My Lady Friend walked into the condo lugging several gallons of bottled water. My Lady Friend tends to whimper when carrying anything heavier than a postage stamp, so the sight of her stoically toting the containers up three flights of stairs captured my attention.
'What are you doing?' I asked.
'Preparing for biological warfare,' she said wearily.
'Oh,' I said, and went back to what I was doing, which was lying on the couch, trying to train my toes to wiggle independently of each other.
'Where are you going to put that stuff?' I asked. I wasn't particularly interested in her answer, but I thought that feigning curiosity in her activities might result in a sexual payoff later in the evening.
'The secret room,' she said. Before I could scream 'No!' she pounded on a false wall that leads to the secret room and began filling my precious sanctuary with her survival garbage.
We didn't know the condo had a secret room until the day we took our final walk-thru. The seller's realtor stood in front of what looked like an ordinary wall and gave it a solid punch. The wall slowly gave way, opening into a small, whitewashed room with an eerie light.
The realtor told us that the previous owner had kept his coin collection in the room. I suspected 'coin collection' was a euphemism for drugs, porn, and under-aged boys.
There are many reasons why I think the former owner of the condo is a moron. He deliberately killed his neighbor's plants by pouring bleach on them. He filled his library with Reader's Digest condensed books. And he covered every available wall surface with jungle-print wallpaper.
But the dumbest thing he did was fail to tell us about the secret room before we bought the place. I would have thrown another $10,000 at him if I had known.
I have long felt that the only thing keeping me from becoming a superhero was the fact I did not have a secret lair—a place where I could perform relatively harmless experiments on my pets and hatch schemes that would thwart my enemies. I immediately painted the room hot pink and installed a combination wet bar/laboratory. I fantasized about the day when the only evidence people on the other side of the false wall had of my whereabouts was the faint tinkling of ice cubes and an occasional strange smell and/or explosion.
My dreams were dashed, however, the moment I saw my Lady Friend stacking can goods in the corner of the room where I had built a conversation pit.
'I bought enough water and food for four of us.
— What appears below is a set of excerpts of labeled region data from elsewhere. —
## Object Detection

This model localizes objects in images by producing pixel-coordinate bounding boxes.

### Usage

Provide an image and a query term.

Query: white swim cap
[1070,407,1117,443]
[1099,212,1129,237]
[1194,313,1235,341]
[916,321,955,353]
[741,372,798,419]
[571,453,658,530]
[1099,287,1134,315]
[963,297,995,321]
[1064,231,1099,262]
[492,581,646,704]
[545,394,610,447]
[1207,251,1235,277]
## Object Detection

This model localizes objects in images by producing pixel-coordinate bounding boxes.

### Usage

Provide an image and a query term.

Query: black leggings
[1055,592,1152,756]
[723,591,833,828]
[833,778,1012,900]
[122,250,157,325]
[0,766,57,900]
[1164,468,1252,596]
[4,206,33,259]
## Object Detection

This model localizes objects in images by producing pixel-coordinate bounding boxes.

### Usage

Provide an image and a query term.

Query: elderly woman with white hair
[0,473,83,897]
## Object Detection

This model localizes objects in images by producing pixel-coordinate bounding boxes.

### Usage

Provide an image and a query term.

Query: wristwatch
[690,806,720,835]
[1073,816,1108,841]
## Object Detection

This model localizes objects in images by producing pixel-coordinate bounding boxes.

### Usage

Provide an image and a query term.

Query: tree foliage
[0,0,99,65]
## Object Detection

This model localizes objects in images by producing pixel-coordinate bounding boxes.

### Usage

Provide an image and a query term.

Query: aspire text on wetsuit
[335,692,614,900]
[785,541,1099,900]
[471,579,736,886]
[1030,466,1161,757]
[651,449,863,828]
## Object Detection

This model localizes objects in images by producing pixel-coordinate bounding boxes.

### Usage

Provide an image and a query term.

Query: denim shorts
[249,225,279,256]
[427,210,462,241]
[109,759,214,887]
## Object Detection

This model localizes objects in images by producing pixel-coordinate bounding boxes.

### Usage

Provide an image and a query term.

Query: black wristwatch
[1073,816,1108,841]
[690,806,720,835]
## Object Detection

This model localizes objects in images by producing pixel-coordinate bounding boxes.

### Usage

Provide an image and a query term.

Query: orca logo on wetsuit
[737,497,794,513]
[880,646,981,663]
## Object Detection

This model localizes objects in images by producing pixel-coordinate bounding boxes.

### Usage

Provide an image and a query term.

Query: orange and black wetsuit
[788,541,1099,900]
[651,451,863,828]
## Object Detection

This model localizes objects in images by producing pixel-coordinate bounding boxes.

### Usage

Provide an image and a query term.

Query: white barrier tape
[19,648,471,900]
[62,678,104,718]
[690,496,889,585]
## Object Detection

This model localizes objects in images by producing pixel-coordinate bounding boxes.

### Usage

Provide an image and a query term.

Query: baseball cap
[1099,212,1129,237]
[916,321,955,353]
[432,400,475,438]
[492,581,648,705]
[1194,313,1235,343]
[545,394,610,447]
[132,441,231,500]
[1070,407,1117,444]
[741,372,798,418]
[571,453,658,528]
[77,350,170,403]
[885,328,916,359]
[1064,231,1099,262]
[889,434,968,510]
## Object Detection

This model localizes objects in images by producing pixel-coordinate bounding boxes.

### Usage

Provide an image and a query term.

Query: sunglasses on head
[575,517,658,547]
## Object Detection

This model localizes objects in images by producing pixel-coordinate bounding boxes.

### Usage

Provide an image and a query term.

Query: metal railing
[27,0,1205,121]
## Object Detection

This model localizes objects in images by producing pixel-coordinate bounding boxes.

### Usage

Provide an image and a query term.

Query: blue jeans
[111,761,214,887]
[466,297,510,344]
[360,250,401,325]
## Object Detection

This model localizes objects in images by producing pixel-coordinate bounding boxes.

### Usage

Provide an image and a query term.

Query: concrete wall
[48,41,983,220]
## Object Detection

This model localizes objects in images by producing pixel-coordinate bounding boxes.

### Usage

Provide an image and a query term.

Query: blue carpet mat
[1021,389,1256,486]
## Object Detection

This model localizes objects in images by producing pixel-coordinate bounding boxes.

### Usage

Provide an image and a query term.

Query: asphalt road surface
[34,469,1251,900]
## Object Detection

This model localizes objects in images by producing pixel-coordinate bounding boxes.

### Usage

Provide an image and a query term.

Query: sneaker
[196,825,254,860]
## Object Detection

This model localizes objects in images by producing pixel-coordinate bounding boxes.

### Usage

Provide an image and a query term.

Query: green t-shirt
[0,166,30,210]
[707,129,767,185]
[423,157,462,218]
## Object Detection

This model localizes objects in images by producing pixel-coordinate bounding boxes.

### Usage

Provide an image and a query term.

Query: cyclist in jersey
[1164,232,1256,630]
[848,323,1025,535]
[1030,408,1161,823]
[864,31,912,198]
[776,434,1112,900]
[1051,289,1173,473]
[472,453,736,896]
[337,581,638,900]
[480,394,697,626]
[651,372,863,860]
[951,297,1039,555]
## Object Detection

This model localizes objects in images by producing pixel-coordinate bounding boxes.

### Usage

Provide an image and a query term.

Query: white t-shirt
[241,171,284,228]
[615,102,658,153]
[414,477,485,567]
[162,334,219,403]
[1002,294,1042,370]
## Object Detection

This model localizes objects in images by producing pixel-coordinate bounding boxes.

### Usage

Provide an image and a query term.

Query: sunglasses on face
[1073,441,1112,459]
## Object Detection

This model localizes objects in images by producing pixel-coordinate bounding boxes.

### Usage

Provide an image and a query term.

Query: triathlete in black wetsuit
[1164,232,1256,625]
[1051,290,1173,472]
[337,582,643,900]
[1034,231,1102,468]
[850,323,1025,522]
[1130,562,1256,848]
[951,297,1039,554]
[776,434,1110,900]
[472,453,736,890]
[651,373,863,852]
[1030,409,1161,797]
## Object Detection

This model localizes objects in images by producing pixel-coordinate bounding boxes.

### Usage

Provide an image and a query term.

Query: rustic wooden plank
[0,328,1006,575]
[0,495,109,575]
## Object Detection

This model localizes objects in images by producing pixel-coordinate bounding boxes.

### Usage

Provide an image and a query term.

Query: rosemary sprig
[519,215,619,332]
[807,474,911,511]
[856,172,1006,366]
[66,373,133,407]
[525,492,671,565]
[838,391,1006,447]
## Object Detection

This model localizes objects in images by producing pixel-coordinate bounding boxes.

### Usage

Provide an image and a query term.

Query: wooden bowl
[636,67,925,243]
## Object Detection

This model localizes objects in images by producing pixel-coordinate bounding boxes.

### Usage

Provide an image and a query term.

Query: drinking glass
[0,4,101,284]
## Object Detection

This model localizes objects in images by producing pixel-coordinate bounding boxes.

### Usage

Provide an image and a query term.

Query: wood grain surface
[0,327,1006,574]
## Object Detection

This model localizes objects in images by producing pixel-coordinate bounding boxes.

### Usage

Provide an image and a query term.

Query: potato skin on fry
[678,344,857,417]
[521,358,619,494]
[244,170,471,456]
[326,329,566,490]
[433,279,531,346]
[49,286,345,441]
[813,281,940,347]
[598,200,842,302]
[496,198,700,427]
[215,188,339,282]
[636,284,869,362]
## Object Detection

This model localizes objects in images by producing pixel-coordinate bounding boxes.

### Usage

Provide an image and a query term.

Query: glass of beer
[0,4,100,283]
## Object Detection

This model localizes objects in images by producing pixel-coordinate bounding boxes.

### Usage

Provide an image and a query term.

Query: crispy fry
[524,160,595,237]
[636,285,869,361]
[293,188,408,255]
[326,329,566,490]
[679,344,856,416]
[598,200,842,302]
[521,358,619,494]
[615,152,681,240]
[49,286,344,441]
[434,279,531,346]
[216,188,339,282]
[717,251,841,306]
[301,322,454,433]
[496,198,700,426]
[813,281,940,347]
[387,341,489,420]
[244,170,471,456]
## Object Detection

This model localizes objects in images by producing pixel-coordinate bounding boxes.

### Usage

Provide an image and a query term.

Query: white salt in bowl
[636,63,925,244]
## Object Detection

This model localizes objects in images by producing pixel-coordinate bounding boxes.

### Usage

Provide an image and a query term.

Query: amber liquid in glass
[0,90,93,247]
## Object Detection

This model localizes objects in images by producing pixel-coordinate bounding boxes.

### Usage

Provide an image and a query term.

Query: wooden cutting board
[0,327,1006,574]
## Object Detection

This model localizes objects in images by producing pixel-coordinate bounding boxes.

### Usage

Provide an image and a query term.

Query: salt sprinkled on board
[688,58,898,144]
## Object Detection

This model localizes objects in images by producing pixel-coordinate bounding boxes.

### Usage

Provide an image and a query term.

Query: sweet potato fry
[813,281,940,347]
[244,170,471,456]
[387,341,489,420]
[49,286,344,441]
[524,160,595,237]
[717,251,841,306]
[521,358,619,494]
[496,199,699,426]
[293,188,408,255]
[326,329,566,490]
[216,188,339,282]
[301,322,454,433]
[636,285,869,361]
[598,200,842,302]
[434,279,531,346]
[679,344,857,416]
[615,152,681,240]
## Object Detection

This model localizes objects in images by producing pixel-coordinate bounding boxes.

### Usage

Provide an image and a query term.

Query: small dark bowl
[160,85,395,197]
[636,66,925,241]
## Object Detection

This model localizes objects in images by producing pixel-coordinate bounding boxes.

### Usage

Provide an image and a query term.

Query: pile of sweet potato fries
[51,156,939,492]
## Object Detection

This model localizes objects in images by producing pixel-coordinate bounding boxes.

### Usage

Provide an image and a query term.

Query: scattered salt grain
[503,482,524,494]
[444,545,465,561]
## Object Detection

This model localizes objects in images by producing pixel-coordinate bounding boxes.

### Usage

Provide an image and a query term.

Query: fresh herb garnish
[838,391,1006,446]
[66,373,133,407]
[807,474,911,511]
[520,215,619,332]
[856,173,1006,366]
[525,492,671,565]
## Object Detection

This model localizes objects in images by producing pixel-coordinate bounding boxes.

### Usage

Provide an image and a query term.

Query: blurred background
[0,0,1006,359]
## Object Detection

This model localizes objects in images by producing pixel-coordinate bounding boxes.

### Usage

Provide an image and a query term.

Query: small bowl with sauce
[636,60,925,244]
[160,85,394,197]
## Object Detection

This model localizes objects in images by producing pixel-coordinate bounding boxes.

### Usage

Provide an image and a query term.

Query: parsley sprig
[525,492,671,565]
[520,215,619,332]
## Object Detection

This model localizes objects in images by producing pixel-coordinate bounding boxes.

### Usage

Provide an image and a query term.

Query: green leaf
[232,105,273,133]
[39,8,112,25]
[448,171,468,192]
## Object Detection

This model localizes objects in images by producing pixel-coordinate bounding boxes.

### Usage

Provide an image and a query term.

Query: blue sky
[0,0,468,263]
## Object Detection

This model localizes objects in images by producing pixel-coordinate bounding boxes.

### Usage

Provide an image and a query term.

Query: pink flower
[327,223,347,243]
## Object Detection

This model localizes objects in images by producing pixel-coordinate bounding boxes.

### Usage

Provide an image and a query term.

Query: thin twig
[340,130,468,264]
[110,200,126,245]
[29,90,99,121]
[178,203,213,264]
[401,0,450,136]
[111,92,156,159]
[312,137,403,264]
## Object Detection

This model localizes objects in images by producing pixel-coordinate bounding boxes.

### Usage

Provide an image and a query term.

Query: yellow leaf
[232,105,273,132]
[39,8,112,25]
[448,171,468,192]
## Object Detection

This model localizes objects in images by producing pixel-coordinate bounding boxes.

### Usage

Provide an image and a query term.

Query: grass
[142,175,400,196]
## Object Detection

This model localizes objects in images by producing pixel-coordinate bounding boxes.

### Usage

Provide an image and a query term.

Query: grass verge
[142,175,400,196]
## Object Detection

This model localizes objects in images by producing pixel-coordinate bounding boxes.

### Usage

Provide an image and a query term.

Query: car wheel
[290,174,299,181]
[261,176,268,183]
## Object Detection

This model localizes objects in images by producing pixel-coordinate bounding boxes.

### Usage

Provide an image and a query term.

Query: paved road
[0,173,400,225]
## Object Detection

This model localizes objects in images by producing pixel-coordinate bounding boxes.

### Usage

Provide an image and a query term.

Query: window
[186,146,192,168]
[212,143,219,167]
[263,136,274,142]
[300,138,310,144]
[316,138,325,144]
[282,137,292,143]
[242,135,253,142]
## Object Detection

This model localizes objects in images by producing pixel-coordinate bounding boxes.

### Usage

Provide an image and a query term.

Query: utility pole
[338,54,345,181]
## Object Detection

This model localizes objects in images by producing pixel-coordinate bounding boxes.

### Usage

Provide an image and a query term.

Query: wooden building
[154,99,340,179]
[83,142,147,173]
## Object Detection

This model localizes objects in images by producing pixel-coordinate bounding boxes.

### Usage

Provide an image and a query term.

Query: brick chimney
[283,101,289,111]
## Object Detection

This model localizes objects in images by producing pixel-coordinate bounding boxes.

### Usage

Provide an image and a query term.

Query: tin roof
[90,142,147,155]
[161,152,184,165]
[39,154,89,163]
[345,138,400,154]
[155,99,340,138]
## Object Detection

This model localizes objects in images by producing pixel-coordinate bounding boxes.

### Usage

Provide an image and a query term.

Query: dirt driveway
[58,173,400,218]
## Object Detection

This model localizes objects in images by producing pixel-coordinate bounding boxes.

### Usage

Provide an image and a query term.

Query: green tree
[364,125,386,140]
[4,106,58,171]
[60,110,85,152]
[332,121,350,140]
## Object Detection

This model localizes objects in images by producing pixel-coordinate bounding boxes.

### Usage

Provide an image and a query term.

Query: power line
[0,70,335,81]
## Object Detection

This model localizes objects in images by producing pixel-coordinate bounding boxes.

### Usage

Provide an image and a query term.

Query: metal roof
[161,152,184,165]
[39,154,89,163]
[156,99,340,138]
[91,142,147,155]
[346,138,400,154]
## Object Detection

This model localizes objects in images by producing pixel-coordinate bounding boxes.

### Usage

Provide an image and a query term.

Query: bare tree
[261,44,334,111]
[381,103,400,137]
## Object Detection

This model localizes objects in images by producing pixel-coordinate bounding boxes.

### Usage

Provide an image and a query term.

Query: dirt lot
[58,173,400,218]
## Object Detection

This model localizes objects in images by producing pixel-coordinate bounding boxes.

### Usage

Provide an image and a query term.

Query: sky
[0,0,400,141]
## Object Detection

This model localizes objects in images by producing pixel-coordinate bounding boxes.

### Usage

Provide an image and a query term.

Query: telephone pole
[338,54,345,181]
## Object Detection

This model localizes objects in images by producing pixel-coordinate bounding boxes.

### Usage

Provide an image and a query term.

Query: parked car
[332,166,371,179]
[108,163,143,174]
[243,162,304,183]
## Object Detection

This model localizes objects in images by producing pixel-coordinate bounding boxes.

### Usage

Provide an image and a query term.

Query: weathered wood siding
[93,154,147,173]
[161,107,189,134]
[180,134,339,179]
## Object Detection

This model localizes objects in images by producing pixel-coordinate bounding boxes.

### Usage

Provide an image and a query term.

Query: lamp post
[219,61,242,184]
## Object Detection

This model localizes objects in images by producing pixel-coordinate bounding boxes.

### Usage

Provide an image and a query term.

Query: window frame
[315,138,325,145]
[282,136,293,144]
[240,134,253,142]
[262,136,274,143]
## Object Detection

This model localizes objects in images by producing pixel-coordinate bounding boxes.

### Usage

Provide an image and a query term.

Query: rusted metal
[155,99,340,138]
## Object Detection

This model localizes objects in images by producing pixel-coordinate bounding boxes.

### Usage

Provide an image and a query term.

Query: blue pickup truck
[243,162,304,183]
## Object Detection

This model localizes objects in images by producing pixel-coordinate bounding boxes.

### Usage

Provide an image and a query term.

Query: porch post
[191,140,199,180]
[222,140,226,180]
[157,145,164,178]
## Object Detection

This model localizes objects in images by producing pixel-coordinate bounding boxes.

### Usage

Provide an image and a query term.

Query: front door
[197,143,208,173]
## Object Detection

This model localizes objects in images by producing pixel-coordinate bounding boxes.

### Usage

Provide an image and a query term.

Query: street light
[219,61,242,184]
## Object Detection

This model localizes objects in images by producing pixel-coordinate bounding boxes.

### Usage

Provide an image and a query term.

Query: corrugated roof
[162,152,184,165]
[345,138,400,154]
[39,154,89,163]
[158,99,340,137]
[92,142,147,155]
It should last us a week,' my Lady Friend said.
'Four of us?' I said numbly.
'You, me, and your parents,' she said.
I thought about what life would be like in a tiny room with my parents and my Lady Friend. My mother would blather on non-stop about my refusal to wear lipstick. And my father and my Lady Friend would attempt to make small talk while desperately hoping that no one brought up the fact that my Lady Friend and I have sex occasionally.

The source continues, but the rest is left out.